Except for one thing. Their name. It’s the potential mistake that can last a lifetime.
(Yes, technically someone can change their name once they are a grown-up, but at that point it’s far too late. They’ve already gone through the potential trauma of a childhood of mockery and have learned to accept whatever name their parents gave them… plus it’s already written on so many things they own!)
With all this pressure around the name, it’s no wonder that there are countless websites and books dedicated to helping expectant parents to find that perfect name. There are lists of the most popular names in each state and country of the world, in-depth explanations about the origin of each name, and even random name generators that let you type in your last name and the Internet will pick a baby name for you. It really makes you wonder how in the world people came up with baby names twenty years ago.
Kate came home with one of these books from the library a few weeks back. It was approximately the size of a dictionary (or at least what I think dictionaries used to look like, before they went extinct) and had names categorized a thousand different ways. Having heard horror stories from friends and coworkers about the difficulties in picking the perfect name, we brought this book along on a long car ride to read it cover-to-cover and begin what we anticipated would be a nine month long journey of research, lists, analysis, and professional assistance in finding that perfect name.

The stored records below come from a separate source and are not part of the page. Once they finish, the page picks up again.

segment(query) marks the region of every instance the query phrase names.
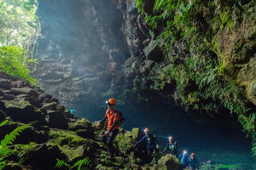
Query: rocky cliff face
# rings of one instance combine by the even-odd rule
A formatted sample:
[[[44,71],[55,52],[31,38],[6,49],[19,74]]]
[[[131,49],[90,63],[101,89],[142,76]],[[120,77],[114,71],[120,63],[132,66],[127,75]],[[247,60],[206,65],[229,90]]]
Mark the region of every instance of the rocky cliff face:
[[[71,169],[73,166],[177,170],[181,166],[171,155],[159,155],[162,158],[158,164],[145,165],[145,152],[134,147],[138,128],[121,129],[114,141],[114,160],[106,159],[108,150],[100,141],[103,127],[96,129],[87,119],[75,118],[57,99],[4,72],[0,72],[0,164],[4,170]]]
[[[38,2],[44,25],[34,76],[48,93],[91,112],[110,96],[124,104],[149,88],[142,77],[162,54],[134,1]]]
[[[246,16],[250,13],[241,12],[243,14],[241,20],[236,22],[232,31],[228,26],[224,28],[221,23],[213,24],[211,29],[214,34],[212,34],[207,30],[204,32],[201,26],[205,24],[210,29],[212,18],[209,16],[213,13],[210,12],[212,8],[202,10],[206,15],[201,20],[199,20],[195,27],[201,31],[201,36],[212,36],[210,37],[212,41],[207,43],[211,47],[206,56],[214,58],[218,68],[203,71],[204,68],[200,68],[203,66],[198,66],[197,71],[194,71],[197,64],[192,65],[195,62],[192,61],[193,53],[186,48],[186,40],[166,45],[163,38],[158,39],[156,37],[164,31],[166,22],[163,20],[157,28],[149,29],[144,17],[154,14],[154,1],[142,2],[144,14],[137,13],[137,4],[132,0],[39,1],[38,14],[44,25],[37,54],[40,65],[37,66],[34,76],[40,80],[42,87],[66,106],[86,110],[80,113],[83,116],[100,111],[101,104],[111,96],[119,99],[119,105],[128,100],[133,104],[146,101],[148,105],[148,101],[155,101],[157,98],[168,105],[176,102],[188,110],[211,113],[218,110],[216,105],[218,111],[230,111],[226,109],[231,108],[232,102],[237,105],[243,103],[251,109],[254,107],[255,26],[249,24],[254,22],[253,18]],[[244,2],[243,8],[250,8],[247,3]],[[217,5],[230,8],[230,4]],[[201,19],[201,16],[196,17]],[[246,20],[246,18],[250,20]],[[241,36],[245,31],[247,33]],[[160,48],[165,46],[169,49],[163,54]],[[192,65],[187,68],[191,59]],[[194,60],[200,60],[195,58]],[[200,62],[198,65],[207,63],[206,59]],[[202,72],[197,77],[195,75],[198,71]],[[212,78],[213,76],[218,78]],[[216,83],[210,84],[213,80]],[[208,84],[200,85],[205,82]],[[230,82],[231,85],[227,85]],[[214,97],[206,99],[202,95],[209,98],[209,94],[220,91],[206,90],[214,85],[230,92],[224,92],[225,96],[220,99]],[[202,92],[199,90],[201,86]],[[239,95],[242,102],[235,101],[235,95]],[[225,103],[225,106],[221,103]],[[253,113],[254,110],[251,110]]]

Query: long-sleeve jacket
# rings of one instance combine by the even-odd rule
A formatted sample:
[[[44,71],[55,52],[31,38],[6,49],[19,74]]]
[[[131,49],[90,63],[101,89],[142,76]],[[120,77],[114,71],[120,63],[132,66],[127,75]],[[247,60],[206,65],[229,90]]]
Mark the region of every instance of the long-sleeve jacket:
[[[163,150],[163,151],[161,151],[161,153],[164,153],[167,149],[169,149],[170,154],[175,155],[177,157],[177,141],[172,142],[171,144],[170,142],[168,142],[166,145],[166,148]]]
[[[146,142],[148,149],[156,148],[156,144],[158,144],[155,136],[149,134],[148,136],[143,136],[135,145],[137,145],[143,140]]]
[[[188,160],[189,160],[189,156],[187,154],[183,155],[183,154],[180,154],[178,156],[178,159],[180,160],[180,162],[187,167],[188,166]]]
[[[194,157],[194,159],[192,159],[192,157],[190,156],[189,158],[189,160],[188,160],[188,164],[192,168],[198,169],[197,160],[196,160],[195,157]]]

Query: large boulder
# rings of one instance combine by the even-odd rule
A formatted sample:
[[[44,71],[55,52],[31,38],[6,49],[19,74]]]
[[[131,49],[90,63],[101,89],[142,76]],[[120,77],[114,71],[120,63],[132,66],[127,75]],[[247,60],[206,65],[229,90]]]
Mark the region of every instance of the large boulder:
[[[157,165],[158,169],[162,170],[182,170],[182,164],[179,160],[171,154],[167,154],[161,157]]]
[[[0,77],[0,88],[10,89],[11,88],[10,81]]]
[[[49,127],[63,129],[67,128],[67,121],[61,111],[47,110],[46,118]]]
[[[14,100],[3,100],[6,107],[6,115],[12,119],[22,122],[33,121],[44,121],[44,114],[35,108],[26,99],[15,99]]]
[[[22,148],[21,148],[21,150]],[[24,165],[32,165],[33,169],[53,169],[56,164],[56,159],[63,160],[67,156],[63,155],[58,146],[38,144],[33,150],[28,151],[25,157]]]
[[[75,131],[76,134],[82,138],[95,139],[94,128],[91,127],[91,122],[84,118],[77,120],[75,122],[69,122],[68,129]]]

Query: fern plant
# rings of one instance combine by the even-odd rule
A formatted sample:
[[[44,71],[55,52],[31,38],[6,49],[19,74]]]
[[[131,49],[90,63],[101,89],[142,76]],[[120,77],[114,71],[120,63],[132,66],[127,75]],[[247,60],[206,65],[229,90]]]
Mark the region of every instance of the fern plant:
[[[5,120],[0,123],[0,128],[5,126],[8,123],[8,120]],[[1,140],[0,145],[0,170],[6,167],[6,160],[5,158],[10,156],[13,153],[13,150],[10,150],[8,145],[13,144],[16,137],[20,135],[20,133],[24,131],[28,125],[22,125],[17,127],[15,130],[13,130],[10,133],[6,134],[4,138]]]

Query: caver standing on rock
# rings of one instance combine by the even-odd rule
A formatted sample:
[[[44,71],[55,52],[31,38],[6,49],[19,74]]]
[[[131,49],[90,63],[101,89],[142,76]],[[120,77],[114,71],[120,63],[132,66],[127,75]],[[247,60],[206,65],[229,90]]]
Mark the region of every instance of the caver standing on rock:
[[[188,160],[189,170],[198,170],[197,160],[195,157],[195,153],[191,153]]]
[[[109,153],[109,156],[108,158],[113,159],[113,140],[119,133],[118,121],[119,120],[119,113],[114,110],[116,100],[113,98],[111,98],[108,101],[106,101],[106,103],[108,104],[108,110],[106,110],[105,117],[99,124],[96,125],[96,128],[98,128],[101,124],[108,119],[107,130],[102,137],[102,141],[103,141],[108,146]]]
[[[147,145],[148,162],[149,164],[155,164],[157,163],[156,150],[159,149],[157,139],[154,135],[150,133],[148,128],[145,128],[144,133],[145,136],[143,136],[137,143],[136,143],[135,146],[144,141]]]
[[[168,143],[166,144],[166,148],[163,150],[163,151],[161,151],[161,153],[164,153],[166,150],[169,150],[171,155],[177,157],[177,141],[173,140],[172,136],[169,136]]]

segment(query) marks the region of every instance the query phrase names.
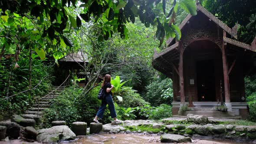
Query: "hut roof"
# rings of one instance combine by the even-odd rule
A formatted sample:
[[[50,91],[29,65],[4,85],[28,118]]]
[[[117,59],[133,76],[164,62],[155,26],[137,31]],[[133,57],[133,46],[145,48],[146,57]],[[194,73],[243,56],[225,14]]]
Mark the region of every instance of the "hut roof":
[[[64,56],[59,60],[60,62],[89,62],[87,55],[82,52],[78,52],[76,53],[72,53]]]

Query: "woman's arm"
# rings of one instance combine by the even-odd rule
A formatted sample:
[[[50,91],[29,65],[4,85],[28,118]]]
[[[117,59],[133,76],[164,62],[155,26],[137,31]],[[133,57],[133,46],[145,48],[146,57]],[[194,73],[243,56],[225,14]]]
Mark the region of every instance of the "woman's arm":
[[[108,93],[110,92],[111,92],[111,90],[112,90],[112,88],[114,88],[114,86],[112,85],[111,85],[111,88],[107,88],[107,92]]]

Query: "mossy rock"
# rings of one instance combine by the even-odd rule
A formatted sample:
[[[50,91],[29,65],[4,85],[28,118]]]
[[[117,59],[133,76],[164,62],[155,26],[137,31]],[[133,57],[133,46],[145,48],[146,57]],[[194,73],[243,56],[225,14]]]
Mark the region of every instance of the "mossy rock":
[[[186,128],[186,126],[183,124],[176,124],[175,128],[178,130],[184,130]]]
[[[253,133],[247,133],[247,136],[249,139],[252,140],[256,139],[256,132]]]
[[[186,134],[188,134],[189,135],[193,135],[194,134],[194,132],[190,128],[187,128],[186,129],[186,131],[185,133]]]

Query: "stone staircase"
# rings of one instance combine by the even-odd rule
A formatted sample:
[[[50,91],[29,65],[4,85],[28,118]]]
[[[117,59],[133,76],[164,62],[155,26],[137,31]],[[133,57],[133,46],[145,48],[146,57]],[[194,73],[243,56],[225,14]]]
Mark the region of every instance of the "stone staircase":
[[[54,86],[53,88],[56,89],[58,87]],[[39,119],[41,118],[40,115],[43,114],[42,111],[49,107],[50,101],[52,99],[58,97],[64,88],[64,86],[59,87],[58,89],[56,90],[52,93],[42,98],[39,100],[39,108],[38,108],[39,105],[38,104],[34,104],[32,108],[29,108],[27,111],[25,112],[24,114],[21,114],[20,116],[25,118],[33,119],[36,121],[36,123],[39,122]],[[38,114],[38,115],[37,115]]]

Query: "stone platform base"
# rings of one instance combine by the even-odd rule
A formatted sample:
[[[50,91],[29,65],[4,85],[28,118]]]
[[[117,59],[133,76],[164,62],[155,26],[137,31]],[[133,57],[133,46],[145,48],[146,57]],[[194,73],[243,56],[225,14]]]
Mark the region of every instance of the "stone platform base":
[[[193,114],[195,115],[204,115],[208,117],[235,117],[235,112],[234,111],[185,111],[178,112],[179,115],[185,115],[188,114]]]

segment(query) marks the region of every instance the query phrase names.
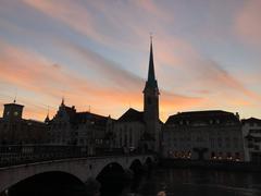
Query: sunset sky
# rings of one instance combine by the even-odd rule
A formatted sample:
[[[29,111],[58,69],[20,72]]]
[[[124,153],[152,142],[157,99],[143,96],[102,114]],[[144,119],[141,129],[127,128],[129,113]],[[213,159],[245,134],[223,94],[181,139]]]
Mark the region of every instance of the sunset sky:
[[[160,117],[261,118],[261,0],[0,0],[0,112],[142,110],[153,34]],[[1,114],[0,114],[1,115]]]

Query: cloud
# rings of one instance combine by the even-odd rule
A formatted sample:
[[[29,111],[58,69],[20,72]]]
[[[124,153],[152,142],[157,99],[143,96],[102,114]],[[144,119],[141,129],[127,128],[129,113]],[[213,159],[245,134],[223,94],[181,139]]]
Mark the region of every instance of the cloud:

As we drove along, I flipped through the book. Since we are not going to find out if we are having a boy or a girl (stay tuned for a Blog post on that decision at some point in the future), we had to come up with both a solid boy name and a solid girl name. After about fifteen minutes of reading names out loud with Kate, here’s what I quickly found out – I hate all names. I think part of it is a result of this book, which was far too “trendy” for my taste. The book was literally five-hundred pages long, and I don’t even think it listed “Brian” once. You want “Brice” or “Brixol”? It’s in the book. You want a more normal name? Eh… not so much. Not that there is anything wrong with picking a more “fun” name, but when you have a long German last name like I do, you know that over the course of your child’s life, they’re probably going to spend thousands of hours spelling and pronouncing their name for everyone. It would be a little cruel to give them a first name that requires the same… so that quickly ruled out about 90% of the names in the book.
Luckily, we had another resource – a listing of baby names that Kate had put together when she was fourteen. Fun fact – I have no idea where my college diploma is located, but within one week of finding out we were pregnant, Kate produced a scrap of paper listing potential baby names that was over 15 years old. You might say we are slightly different. Not that there was anything wrong with these names, but they were obviously names that were picked by a female with no male intervention. To her, the name “Nathaniel” is adorable. To me, it’s a little girly. (No offense to all the Nathaniels out there – but you really should just be going by “Nate”)
Long story short – after about five minutes, we quickly burned through that list as well with no strong name contenders. At this point, we decided to do things the old-fashioned way. We just started talking and thinking about names that we liked. I had very few criteria:
- It had to be a name that worked at all ages. There are plenty of names that are “cute” when you’re a little kid, but wouldn’t work in a business setting (like “Precious”). Likewise, there are plenty of old people names that don’t work for a little kid (like “Gertrude”). I want a name that is age-less.
- It had to be a name that was less than two syllables long. We’ve got the long last name, and I don’t want my kid to have to spend ten minutes writing his/her name out on the top of every test at school for his/her entire career. That leaves less time to actually answer the questions on the test, and will probably result in lower grades.
- It had to be easily nickname-able. Although we’re putting all this pressure on ourselves to come up with the perfect name, at the end of the day the child will probably be called by their actual name less than ten percent of the time. I’m actually the worst offender of this in the world. I don’t call anyone by their actual name – ever. It’s always a nickname, a last name, a combination of a first and middle name, their initials, or just something random I come up with which makes no sense to anyone – but then I use it long enough that it eventually catches on.
- It had to be a name that worked regardless of the kid’s personality. It had to be a name that could be fun, studious, sporty, professional, sexy, or presidential. Yes, during our debate about girls’ names, I said the worst sentence in the history of the world when I said “it has to be a name that can be sexy when she’s older”… and then instantly regretted it and vowed if I have a daughter, she will be sporty and not allowed to date boys until she is 30 or I am dead.
Ten minutes later, we had both of our names. I’m fairly certain that in the history of the world, it was the quickest that two baby names had ever been selected. Granted we may grow to hate them both over the next six months and have to go through the process again – but for now, we’re happy with them. In the end, I think one of the best things about the names we picked were that both are very easily convertible into other names – there are acceptable variations of both that we gave the kid an out just in case they really, really hate their name. Look at us, already being the best parents ever!
(Actually, it turned out that picking out middle names to go along with the first names was much, much more difficult since there was an added variable in the mix. Now we had to ensure that the middle name went with BOTH the first name AND the last name – and still passed the classic “middle name test” – that being, it sounds like someone is in trouble when you say the first, middle, and last name all together. )
The other funny thing is that at the end of all this, I realized how unimportant the name actually is. It’s not the name that makes the person, it’s the person that makes the name. Someone can be named “Lazor” and go to bed each night at 8:30 pm. On the other hand, someone can be named “Ruth” and party like a rock star five nights a week. All it takes is one person to make a name awesome for the next generation… or totally ruin it for everyone currently living with it.
I’m just hoping that our child falls into the first category and not the second.